AUGUST 2020 POW WOW HAS BEEN CANCELLED
The Pow Wow Committee has made the decision to cancel this years Pow Wow due to the Covid-19 pandemic.
We have made this decision for everyone’s health and Safety
Each year Pikwakanagan welcomes hundreds of dancers, numerous drum groups and thousands of spectators to celebrate Algonquin culture at our traditional pow wow. It is held on the third weekend in August.
Visitors are attracted to our dance, songs, drumming and experiencing an Algonquin cultural tradition. There is also opportunity to view and purchase unique items at our many vendors selling: jewelry, crafts, art, clothing, beadwork, leather purses, regalia, drums, CD’s, dreamcatchers, moccasins and many other items. Another attraction is the variety of food vendors offering Indian Tacos, native foods and other treats.
Grand Entry, 12 noon
Supper Break, 5 pm to 7 pm
Social Evening Dancing and Drumming, 7 pm
Grand Entry, 12 noon
Give away and closing, 5 pm
Please remember that this is a ceremony. The songs that are sung and the dances that are danced are prayers to the Creator. The Grand Entry is a ceremony, so is the lighting of the Sacred Fire. Many people will approach the Spiritual Leader for prayers for their health or that of their family. Days prior to the celebration a Sacred Fire is lit and remains ablaze by volunteers for four straight days. An Evening Social is held on Friday and festivities include the initiation of new dancers and new regalia. The Grand Entry begins at noon on both Saturday and Sunday.
There are rules that govern a Pow Wow as well. All dancing revolves clockwise from the entrance, situated in the east, around the central arbour. Carrying flags and staffs in the Grand Entry is an honour. Songs are sung for fallen Veterans and for those returning from battle. The flags and staffs are retired each day at sunset.

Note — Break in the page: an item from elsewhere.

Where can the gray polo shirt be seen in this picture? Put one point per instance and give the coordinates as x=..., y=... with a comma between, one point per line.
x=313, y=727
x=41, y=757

No alcohol, drugs or pets are permitted on the Pow Wow grounds.
From the book Anishnabe 101, by The Circle of Turtle Lodge:
It is important that the clothing, footwear, head dresses, etc. that a dancer wears be referred to as regalia and not as a costume. A costume is something for any actor to wear as he/she pretends to be someone else. A dancer’s regalia is a collection of gifts that honour his or her spiritual name and/or clan. Each is considered as sacred, and when worn together, the dancer becomes who he or she truly is, for all to see.
Travelers camp overnight on the grounds or in nearby towns, such as Eganville or Pembroke.